Siege of Travnik
| Date | 26 March 1831 – 7 April 1831 |
| Location | Travnik, Bosnia Eyalet |
| Result | Bosnian victory Travnik captured by rebels; |
| Territorial changes | Most of Bosnia and Sandžak captured by the Bosniak Rebels |

Belligerents
- Bosnian autonomists: Ottoman loyalists

Commanders and leaders
- Husein-kapetan Gradaščević Memiš-beg Bajramović: Morali Namik Pasha (POW) Mustafa-paša Sulejmanpašić Osman-beg Sulejmanpašić

Strength
- 4,000: At least 2,000

= Siege of Travnik =

1831 military siege in Bosnia

The siege of Travnik was a siege in the seat of the Bosnia Eyalet that took place in 1831, commanded by the Bosniak military general Husein-kapetan Gradaščević, seeking to gain the autonomy of Bosnia, to return the Bosnian nahiye given to the Principality of Serbia by the Sultan and to abolish the ayan reforms.

== The Battle ==
Gradaščević with his loyalists set out from Tuzla to march to Travnik, reaching the city on the 26 March 1831 with 4,000 men, which had been the seat of the Bosnia Eyalet and its governor. Gradaščević had called Namik Pasha to surrender the city and to join his cause calling him to recnognise the Autonomy of Bosnia, Namik Pasha stayed in the city walls calling upon two of his loyalists Mustafa-paša Sulejmanpašić and his brother Osman-beg Sulejmanpašić. Gradaščević had fired cannons onto the city, calling its people and viziers to join his army, Memiš-beg Bajramović, one of Husein-kapetan's generals defeated the Sulejmanpašić brothers, who had commanded an army of 2,000 men, the city soon fell to the hands of the autonomists on the 7 April after a great battle, Morali Namik Pasha was captured and had agreed upon the deals of the Bosniaks and recognised the autonomy of Bosnia, Namik Pasha had burned the new nizam uniforms and was ordered to wear the traditional uniforms of the viziers.
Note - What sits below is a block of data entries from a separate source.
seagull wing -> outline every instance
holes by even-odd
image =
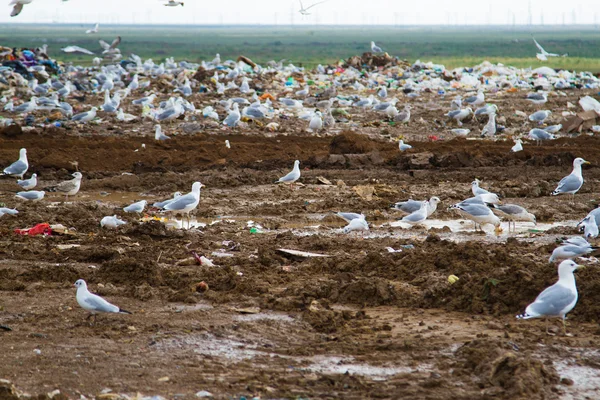
[[[110,48],[116,49],[119,43],[121,43],[121,36],[117,36],[117,38],[113,40],[113,42],[110,44]]]
[[[108,50],[110,49],[110,45],[108,43],[106,43],[104,40],[100,39],[98,40],[98,43],[100,43],[100,46],[104,49],[104,50]]]
[[[535,40],[535,38],[533,39],[533,43],[535,43],[535,46],[542,52],[542,54],[546,54],[546,50],[544,50],[544,48],[542,46],[540,46],[540,44],[537,42],[537,40]]]
[[[306,11],[306,10],[310,10],[310,9],[311,9],[311,8],[313,8],[314,6],[316,6],[316,5],[319,5],[319,4],[322,4],[322,3],[325,3],[326,1],[327,1],[327,0],[323,0],[323,1],[319,1],[319,2],[317,2],[317,3],[311,4],[310,6],[306,7],[304,10],[305,10],[305,11]]]
[[[23,4],[17,3],[13,7],[13,10],[10,12],[10,16],[16,17],[17,15],[19,15],[21,13],[22,10],[23,10]]]

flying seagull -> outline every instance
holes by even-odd
[[[540,53],[536,54],[535,57],[540,60],[540,61],[548,61],[548,57],[566,57],[568,56],[568,54],[563,54],[562,56],[560,56],[559,54],[556,53],[548,53],[546,50],[544,50],[544,48],[542,46],[540,46],[540,44],[537,42],[537,40],[535,40],[535,38],[533,38],[533,42],[535,43],[535,46],[540,50]]]
[[[12,11],[10,12],[11,17],[16,17],[23,11],[23,6],[25,4],[30,4],[33,0],[12,0],[8,5],[14,6]]]
[[[302,0],[299,0],[299,1],[300,1],[300,11],[299,11],[300,14],[302,14],[302,15],[310,15],[310,13],[308,12],[308,10],[310,10],[311,8],[313,8],[314,6],[316,6],[318,4],[325,3],[327,0],[319,1],[317,3],[313,3],[313,4],[311,4],[310,6],[308,6],[306,8],[304,8],[304,5],[302,5]]]
[[[98,33],[98,28],[100,27],[100,24],[96,24],[94,25],[94,27],[92,29],[88,29],[87,31],[85,31],[85,33]]]
[[[183,1],[169,0],[165,6],[166,7],[177,7],[181,5],[183,7]]]
[[[84,49],[83,47],[79,47],[79,46],[67,46],[67,47],[63,47],[61,50],[65,53],[82,53],[82,54],[94,55],[93,52],[89,51],[88,49]]]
Upon the request of the autonomists, Namik Pasha had sent a sanction to the Sultan in Constantinople, requesting that Mahmud II recognise Bosnian autonomy. Although Namik Pasha did allegedly recognise the rule, he fled the city on the 21st of May to reach Stolac, whose capitan was Ali-paša Rizvanbegović, a Bosniak noble loyal to the Ottoman Sultan.